The results were about 4 percent better than the previous pile, but still well below the absolute level required for a sustained reaction. Fermi was still optimistic, believing that further improvements in size, geometry, and purification would bring about the desired result. He was also able to run a series of tests to determine how impurities in either the uranium or the graphite might affect the reproduction factor. For example, he determined that cadmium was an extremely effective absorber of neutrons. This knowledge came in handy over the next few months. He did not, apparently, test for xenon. This also became relevant later in the project.
During these experiments in early 1942, two accidents occurred, underscoring the hazards of working with the unstable and dangerous materials required to prepare the pile. In one incident, Zinn was working with powdered thorium to test its ability to absorb neutrons and, though he had taken the precaution of wearing goggles and gloves, the powder exploded in his face when he opened its airtight container. He suffered severe burns on his hands and face, but the goggles saved his eyesight.

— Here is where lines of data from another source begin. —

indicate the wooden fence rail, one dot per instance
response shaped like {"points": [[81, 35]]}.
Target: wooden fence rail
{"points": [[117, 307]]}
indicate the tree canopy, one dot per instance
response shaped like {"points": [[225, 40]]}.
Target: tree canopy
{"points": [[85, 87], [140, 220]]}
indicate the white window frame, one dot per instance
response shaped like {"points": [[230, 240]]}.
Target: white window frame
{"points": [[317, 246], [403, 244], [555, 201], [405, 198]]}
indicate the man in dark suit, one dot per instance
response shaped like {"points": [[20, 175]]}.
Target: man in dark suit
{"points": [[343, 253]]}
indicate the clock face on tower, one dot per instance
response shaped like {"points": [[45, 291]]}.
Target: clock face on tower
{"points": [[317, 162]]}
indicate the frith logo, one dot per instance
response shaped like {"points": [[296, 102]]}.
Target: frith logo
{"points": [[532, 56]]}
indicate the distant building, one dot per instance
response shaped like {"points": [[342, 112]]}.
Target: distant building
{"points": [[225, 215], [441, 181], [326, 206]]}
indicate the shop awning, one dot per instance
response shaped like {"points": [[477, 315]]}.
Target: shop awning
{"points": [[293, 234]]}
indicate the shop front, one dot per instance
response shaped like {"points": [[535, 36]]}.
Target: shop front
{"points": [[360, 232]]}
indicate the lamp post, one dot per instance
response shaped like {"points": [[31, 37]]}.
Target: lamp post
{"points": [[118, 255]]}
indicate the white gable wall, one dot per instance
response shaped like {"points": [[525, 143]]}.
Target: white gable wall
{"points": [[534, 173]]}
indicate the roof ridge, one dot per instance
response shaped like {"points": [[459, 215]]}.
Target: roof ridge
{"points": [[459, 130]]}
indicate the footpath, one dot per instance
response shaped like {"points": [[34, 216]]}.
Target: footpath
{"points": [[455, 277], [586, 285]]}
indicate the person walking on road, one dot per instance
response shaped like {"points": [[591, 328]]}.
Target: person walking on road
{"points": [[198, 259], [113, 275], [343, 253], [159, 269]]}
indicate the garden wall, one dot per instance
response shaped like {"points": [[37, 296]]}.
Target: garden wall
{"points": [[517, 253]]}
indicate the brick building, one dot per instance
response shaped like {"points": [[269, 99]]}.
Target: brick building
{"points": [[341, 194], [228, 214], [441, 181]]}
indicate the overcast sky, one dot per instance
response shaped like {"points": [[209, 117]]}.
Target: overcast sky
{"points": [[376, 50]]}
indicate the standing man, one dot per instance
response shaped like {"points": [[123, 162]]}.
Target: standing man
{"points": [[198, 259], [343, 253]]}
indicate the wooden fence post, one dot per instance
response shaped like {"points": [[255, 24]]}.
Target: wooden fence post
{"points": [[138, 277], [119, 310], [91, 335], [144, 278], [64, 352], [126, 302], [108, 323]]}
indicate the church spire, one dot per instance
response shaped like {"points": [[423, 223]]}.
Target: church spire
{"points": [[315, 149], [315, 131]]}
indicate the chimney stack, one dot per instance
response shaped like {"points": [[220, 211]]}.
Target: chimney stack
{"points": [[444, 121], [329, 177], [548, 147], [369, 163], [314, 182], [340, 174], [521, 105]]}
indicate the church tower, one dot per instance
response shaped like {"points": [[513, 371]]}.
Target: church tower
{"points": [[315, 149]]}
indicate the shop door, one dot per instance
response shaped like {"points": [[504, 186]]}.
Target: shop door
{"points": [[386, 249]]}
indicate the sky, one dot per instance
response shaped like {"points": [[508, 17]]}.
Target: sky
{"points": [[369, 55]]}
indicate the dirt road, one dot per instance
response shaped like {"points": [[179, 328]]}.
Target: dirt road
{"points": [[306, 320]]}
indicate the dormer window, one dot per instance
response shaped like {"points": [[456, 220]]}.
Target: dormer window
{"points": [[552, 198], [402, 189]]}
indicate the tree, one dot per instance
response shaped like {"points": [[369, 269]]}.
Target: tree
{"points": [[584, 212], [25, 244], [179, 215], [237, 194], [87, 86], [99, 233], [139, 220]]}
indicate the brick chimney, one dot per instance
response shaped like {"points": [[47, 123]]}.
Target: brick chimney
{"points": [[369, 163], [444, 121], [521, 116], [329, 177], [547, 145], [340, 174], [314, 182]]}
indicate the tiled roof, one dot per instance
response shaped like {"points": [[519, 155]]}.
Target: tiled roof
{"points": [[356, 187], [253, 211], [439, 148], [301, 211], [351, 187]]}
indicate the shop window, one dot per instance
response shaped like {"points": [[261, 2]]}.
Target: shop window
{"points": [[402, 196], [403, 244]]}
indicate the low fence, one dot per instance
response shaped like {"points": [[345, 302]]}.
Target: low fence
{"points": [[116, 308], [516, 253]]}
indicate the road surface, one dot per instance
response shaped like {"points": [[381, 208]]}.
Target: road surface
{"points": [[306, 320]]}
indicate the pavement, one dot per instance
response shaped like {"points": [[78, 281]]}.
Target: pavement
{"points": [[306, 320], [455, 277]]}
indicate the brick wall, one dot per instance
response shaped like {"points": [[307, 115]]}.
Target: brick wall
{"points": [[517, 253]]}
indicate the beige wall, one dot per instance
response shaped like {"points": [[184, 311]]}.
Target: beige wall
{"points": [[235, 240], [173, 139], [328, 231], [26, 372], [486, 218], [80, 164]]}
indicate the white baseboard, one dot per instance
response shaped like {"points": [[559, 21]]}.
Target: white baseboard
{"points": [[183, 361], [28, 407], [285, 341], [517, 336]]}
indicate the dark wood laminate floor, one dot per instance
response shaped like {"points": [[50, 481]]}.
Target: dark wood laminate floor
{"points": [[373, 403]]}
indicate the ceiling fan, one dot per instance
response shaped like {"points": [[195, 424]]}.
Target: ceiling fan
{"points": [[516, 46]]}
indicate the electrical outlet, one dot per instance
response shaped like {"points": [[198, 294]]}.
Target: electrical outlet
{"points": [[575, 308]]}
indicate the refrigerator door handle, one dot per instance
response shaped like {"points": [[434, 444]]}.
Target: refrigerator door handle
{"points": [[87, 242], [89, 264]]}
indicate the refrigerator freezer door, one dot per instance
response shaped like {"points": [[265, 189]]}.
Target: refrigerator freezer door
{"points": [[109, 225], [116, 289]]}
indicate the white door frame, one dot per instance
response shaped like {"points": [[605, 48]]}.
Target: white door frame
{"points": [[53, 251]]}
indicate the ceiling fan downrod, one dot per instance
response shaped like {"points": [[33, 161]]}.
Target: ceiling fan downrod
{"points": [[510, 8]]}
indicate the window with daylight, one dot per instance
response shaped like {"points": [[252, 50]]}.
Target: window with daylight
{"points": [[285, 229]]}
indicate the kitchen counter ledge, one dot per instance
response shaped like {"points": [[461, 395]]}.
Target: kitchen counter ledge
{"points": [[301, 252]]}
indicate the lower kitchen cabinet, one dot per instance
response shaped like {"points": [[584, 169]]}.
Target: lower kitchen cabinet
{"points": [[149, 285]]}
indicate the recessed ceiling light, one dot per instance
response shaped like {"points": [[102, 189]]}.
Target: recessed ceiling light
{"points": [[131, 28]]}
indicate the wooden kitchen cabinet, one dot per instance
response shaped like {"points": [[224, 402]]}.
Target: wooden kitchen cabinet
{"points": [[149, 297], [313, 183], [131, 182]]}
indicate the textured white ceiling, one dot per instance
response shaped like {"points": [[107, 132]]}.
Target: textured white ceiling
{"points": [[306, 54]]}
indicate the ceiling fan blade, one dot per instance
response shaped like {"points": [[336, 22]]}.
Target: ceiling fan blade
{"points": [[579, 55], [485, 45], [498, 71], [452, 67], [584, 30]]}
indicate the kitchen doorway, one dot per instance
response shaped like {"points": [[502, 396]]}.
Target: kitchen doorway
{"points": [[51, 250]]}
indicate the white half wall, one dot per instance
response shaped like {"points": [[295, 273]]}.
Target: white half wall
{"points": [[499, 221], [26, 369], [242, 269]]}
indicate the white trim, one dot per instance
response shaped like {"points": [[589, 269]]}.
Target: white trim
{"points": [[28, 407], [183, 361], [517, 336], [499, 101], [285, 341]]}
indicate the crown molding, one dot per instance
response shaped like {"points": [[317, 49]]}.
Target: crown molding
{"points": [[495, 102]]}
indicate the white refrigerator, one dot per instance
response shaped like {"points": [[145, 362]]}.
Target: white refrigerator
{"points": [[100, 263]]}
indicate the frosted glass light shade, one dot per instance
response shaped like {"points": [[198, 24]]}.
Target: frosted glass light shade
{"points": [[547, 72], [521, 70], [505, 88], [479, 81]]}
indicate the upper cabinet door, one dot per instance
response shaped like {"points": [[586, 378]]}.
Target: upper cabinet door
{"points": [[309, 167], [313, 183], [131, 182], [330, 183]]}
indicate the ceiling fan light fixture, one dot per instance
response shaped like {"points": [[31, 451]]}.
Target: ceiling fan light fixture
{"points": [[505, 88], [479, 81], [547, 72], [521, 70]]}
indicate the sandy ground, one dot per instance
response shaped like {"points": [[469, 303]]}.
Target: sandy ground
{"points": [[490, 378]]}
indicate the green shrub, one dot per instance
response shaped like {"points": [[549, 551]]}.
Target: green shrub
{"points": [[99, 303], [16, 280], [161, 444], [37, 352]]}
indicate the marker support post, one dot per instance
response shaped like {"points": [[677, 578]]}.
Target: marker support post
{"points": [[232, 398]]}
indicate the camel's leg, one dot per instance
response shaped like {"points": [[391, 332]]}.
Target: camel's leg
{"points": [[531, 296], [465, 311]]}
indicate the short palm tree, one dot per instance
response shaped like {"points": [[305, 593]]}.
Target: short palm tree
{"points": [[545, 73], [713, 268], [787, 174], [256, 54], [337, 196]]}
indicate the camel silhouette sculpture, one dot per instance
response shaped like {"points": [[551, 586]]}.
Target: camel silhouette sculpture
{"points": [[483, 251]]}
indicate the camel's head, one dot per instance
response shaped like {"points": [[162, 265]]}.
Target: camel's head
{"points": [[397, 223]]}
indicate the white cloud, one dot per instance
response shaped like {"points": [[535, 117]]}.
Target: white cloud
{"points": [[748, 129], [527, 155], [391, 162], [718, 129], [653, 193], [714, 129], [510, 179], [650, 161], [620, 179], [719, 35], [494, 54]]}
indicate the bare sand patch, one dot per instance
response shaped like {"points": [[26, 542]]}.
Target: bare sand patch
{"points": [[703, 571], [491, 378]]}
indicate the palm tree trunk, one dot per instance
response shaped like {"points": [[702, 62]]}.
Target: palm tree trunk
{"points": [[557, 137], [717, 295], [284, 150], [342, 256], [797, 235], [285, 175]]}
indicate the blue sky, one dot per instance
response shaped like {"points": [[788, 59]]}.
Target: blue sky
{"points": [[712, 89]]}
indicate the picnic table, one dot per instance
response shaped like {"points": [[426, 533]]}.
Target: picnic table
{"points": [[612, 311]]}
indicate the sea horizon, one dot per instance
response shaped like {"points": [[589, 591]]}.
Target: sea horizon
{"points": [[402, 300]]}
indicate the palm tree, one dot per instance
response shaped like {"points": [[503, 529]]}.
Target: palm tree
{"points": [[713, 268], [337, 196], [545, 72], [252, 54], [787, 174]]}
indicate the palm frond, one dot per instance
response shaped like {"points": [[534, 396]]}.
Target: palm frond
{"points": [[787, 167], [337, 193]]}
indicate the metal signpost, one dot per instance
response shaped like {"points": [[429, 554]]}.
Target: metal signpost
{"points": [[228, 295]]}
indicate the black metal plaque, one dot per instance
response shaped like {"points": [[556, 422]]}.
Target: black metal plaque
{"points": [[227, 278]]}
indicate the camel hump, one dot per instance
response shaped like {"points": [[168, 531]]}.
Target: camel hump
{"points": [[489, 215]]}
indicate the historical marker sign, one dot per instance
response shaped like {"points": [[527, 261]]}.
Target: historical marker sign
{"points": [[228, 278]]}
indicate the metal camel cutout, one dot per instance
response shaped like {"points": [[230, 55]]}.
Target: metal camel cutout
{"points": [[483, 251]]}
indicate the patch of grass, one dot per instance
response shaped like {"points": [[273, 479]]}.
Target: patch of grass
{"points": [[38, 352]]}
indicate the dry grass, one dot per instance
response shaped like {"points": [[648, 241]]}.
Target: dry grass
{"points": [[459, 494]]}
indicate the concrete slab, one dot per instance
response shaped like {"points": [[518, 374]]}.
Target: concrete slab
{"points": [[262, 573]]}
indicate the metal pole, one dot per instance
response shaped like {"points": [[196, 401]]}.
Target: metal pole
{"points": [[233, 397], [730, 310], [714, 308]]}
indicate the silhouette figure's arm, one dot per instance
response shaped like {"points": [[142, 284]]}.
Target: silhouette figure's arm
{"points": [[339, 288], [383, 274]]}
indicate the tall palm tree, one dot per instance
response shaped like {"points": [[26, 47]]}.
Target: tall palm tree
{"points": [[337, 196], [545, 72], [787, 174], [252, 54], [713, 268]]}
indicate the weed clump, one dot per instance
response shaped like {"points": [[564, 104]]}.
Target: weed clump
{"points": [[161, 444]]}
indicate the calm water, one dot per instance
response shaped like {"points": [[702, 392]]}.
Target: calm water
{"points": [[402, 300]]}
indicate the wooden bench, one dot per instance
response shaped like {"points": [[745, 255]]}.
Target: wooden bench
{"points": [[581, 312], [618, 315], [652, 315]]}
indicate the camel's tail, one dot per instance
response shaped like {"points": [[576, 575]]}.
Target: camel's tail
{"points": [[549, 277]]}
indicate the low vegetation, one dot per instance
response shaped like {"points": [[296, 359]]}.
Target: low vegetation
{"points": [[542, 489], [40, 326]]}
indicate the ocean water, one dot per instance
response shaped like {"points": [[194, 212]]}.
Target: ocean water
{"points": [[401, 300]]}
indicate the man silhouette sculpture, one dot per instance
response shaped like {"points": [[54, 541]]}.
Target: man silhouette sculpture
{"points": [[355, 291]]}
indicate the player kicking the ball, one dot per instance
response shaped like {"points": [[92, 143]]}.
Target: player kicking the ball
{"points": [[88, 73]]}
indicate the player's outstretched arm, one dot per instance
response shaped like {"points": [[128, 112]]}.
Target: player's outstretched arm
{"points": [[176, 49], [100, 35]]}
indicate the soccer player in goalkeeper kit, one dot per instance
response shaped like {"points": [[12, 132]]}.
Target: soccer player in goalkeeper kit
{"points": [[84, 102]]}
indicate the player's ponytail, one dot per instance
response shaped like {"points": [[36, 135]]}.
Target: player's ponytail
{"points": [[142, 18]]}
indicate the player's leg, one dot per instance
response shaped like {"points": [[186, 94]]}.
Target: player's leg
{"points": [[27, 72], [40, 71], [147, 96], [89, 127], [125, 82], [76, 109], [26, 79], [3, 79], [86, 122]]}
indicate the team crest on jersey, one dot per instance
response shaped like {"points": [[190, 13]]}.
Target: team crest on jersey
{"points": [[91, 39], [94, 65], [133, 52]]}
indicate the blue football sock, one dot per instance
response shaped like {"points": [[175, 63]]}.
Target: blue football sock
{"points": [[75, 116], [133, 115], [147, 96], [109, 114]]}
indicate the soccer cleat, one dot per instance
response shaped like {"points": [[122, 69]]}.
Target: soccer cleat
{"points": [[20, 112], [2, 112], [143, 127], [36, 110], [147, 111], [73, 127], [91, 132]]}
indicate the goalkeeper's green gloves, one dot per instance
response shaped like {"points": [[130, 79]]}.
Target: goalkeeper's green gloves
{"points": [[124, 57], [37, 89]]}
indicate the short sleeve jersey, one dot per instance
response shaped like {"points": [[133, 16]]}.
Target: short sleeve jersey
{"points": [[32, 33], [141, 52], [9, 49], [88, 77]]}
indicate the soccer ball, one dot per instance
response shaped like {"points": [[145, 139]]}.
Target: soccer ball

Another accident involved Pegram, Fermi, and Anderson, but it was Anderson who would suffer the consequences. Like thorium, powdered beryllium has a tendency to catch fire if not handled carefully. The three of them received a shipment of powdered radium and beryllium for use in preparing a neutron source. They found the preparation to be slightly damp, placed it on a hot plate to dry it out quickly, and left the lab room. When they returned, the powder was on fire. Anderson rushed in to put out the blaze and no one seemed to be the worse for the incident. Years later, however, Anderson began to have breathing problems, which were traced back to inhalation of the beryllium powder during this incident. The illness, called berylliosis, eventually killed him at the age of seventy-four.